Warning: I'm about to get really long-winded.
Wow, I'd forgotten how much I loved that site! Thanks for giving me the link back.
I have three basic criteria for names:
1) Must have a good meaning (like Cecilia means either "blind" or "lame", I don't remember)
2) Must not be too popular. I check out
the SSA's popularity site. I really prefer names out of the top 500 or 1000 totally, but has to be at least out of the top 100. But still has to be an actual name, not something made up.
3) Must have a relatively easy pronunciation & spelling. Nothing "kreativ" for me.
I give bonus points for family names, & both my girls have the same rhythm to their names: 2 syllables, 3 syllables, 1 syllable, 1 syllable (last name). But that was coincidence.
My older daughter: Bobbie Catharine Doyle. First name is for her father. Almost
no one gets this, & I thought it would be blindingly obvious. In the South, anyway. Catharine is just my absolute favorite name, but it's too common for a first name & the spelling is too odd too. (It's a legit spelling, just a rare one.) Doyle is my grandfather's middle name; he died when I was pregnant with her. It's also the middle name of one of my cousins.
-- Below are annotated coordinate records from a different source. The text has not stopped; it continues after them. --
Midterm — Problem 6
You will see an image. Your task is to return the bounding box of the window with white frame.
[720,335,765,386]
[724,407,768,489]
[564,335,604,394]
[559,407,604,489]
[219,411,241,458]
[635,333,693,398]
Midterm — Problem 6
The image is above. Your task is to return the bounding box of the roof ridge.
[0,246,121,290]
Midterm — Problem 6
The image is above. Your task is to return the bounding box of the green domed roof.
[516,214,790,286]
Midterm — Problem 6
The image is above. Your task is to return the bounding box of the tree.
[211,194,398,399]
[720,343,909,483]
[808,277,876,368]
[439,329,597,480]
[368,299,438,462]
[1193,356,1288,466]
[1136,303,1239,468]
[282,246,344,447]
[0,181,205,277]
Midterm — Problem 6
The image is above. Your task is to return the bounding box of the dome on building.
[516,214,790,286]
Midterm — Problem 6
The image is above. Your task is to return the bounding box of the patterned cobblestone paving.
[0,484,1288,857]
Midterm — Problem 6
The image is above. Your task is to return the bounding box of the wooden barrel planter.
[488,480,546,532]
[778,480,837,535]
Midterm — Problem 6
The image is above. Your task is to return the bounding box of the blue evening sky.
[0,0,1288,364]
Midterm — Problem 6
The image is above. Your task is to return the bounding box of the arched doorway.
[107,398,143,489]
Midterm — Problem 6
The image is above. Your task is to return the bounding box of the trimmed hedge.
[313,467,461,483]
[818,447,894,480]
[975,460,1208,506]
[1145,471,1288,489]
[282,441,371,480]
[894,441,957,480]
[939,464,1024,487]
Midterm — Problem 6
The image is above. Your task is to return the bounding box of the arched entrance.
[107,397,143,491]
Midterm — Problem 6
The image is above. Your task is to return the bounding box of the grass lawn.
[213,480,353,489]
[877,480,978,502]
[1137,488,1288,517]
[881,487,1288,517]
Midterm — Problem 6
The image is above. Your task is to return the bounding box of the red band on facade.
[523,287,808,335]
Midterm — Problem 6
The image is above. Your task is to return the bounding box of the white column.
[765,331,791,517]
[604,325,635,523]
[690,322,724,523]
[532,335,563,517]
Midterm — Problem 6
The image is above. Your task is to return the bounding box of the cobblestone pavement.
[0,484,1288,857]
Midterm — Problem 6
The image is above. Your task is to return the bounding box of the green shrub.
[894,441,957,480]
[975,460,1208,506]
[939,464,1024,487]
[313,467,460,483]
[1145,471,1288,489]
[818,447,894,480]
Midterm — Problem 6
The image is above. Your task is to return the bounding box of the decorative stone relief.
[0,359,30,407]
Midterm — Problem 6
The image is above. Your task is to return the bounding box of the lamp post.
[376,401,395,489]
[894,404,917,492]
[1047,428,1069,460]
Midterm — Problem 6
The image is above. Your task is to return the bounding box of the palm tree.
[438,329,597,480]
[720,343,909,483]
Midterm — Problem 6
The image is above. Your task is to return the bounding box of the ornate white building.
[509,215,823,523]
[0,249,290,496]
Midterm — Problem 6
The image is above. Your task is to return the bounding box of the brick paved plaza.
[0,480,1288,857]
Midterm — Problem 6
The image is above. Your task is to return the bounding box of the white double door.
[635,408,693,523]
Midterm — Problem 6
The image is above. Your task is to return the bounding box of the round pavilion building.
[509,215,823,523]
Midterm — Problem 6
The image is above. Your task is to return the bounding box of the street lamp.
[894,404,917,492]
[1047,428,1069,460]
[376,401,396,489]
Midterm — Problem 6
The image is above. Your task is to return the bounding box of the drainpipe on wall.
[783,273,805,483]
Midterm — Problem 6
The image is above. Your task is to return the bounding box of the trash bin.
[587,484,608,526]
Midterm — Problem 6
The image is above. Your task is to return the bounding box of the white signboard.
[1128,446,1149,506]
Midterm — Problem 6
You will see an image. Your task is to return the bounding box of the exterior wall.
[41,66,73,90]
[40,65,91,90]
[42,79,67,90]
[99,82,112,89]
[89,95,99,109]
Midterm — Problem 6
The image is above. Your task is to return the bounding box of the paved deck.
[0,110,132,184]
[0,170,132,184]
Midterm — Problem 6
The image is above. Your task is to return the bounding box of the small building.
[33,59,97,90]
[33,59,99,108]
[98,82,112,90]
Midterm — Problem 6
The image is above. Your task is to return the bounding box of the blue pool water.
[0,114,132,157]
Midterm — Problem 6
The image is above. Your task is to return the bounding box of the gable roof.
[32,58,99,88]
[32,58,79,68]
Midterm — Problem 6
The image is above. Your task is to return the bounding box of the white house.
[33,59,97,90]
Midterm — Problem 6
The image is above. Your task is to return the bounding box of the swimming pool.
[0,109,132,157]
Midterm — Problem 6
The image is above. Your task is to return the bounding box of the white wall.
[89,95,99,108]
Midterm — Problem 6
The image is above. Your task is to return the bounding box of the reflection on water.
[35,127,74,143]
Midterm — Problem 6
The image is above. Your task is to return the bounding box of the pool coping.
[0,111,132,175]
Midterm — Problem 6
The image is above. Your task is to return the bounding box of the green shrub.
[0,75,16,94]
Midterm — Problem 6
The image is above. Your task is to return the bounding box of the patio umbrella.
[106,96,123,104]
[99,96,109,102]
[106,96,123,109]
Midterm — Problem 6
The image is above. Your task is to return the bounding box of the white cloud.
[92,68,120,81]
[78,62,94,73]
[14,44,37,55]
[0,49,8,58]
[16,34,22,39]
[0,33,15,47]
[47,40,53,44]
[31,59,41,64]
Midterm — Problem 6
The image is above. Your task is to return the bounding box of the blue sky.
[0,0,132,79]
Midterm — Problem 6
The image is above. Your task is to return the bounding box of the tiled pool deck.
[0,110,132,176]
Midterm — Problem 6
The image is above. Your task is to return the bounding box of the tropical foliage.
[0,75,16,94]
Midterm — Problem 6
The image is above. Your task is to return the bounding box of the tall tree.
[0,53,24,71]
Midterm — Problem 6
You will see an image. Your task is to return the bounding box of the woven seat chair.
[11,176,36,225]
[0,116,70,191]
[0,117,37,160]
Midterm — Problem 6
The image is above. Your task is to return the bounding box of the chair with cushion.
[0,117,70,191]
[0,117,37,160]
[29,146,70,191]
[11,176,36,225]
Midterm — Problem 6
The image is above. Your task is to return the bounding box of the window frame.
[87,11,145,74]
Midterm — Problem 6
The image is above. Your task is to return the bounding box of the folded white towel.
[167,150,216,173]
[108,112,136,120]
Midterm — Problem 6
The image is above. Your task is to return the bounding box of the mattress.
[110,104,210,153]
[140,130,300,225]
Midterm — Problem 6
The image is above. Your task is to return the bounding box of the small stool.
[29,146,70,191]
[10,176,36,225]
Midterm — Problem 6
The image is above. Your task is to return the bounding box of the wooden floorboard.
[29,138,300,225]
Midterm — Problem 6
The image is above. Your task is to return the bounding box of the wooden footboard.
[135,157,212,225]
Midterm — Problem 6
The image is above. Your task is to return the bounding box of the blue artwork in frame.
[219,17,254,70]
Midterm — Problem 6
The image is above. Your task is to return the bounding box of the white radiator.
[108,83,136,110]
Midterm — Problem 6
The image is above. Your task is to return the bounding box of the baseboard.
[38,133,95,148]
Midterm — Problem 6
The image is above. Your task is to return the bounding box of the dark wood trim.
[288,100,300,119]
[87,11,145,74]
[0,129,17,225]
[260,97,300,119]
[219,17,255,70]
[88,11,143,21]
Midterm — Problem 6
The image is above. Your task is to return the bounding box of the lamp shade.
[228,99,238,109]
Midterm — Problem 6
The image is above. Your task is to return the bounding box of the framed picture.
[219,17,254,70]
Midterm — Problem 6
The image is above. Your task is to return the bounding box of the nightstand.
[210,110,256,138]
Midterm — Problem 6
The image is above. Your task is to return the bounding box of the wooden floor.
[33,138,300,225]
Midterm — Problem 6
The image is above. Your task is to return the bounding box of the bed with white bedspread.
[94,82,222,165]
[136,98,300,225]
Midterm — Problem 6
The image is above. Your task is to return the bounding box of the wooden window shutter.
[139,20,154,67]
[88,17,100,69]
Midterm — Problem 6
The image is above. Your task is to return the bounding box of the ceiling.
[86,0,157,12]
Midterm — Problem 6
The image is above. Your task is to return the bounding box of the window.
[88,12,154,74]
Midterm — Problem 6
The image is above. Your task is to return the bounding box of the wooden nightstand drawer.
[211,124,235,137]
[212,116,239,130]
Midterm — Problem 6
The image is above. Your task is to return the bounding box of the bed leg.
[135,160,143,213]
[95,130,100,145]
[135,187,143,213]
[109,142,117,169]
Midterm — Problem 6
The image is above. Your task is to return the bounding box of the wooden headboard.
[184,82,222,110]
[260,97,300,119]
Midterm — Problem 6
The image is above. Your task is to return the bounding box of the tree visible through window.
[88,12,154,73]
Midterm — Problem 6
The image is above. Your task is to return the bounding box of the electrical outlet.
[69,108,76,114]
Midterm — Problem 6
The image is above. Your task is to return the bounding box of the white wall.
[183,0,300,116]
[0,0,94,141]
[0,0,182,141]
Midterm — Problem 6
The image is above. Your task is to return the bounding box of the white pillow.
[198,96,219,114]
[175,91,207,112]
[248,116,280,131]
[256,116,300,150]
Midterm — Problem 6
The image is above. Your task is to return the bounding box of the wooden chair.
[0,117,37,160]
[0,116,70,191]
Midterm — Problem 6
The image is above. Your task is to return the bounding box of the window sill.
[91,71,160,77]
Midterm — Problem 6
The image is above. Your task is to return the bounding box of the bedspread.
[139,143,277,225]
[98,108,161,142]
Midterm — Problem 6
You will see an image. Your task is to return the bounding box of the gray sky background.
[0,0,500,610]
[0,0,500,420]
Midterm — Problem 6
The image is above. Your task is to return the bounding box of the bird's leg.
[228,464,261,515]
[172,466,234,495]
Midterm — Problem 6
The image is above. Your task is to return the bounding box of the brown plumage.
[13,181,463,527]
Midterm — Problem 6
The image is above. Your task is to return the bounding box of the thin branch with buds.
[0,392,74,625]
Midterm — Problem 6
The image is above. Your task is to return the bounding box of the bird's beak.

My younger daughter: Linda Margaret Anne. Linda is my sister's first name. I get a
great reaction to this name. Fifty years ago, darn near every other woman was named Linda, but you never hear it anymore. Margaret is my favorite cousin's first name. It's actually a second first name, not a first middle name.

Anne is my other female cousin's middle name, but she spells it Ann, which just looks wrong to me.
For this one, we don't know. If it's a boy, it will be either Randolph ______ Paul or Paul Randolph _______. Has to have three names like the girls. Randolph is, embarassingly enough, for Randolph AFB back home in San Antonio. We were trying to come up with a name that just screamed SA & what we came up with was Randolph Antonio Maverick (the Mavericks being one of the founding families of the city & my church back home); only the first name stuck. Paul is after a very close friend of mine who died my senior year of high school.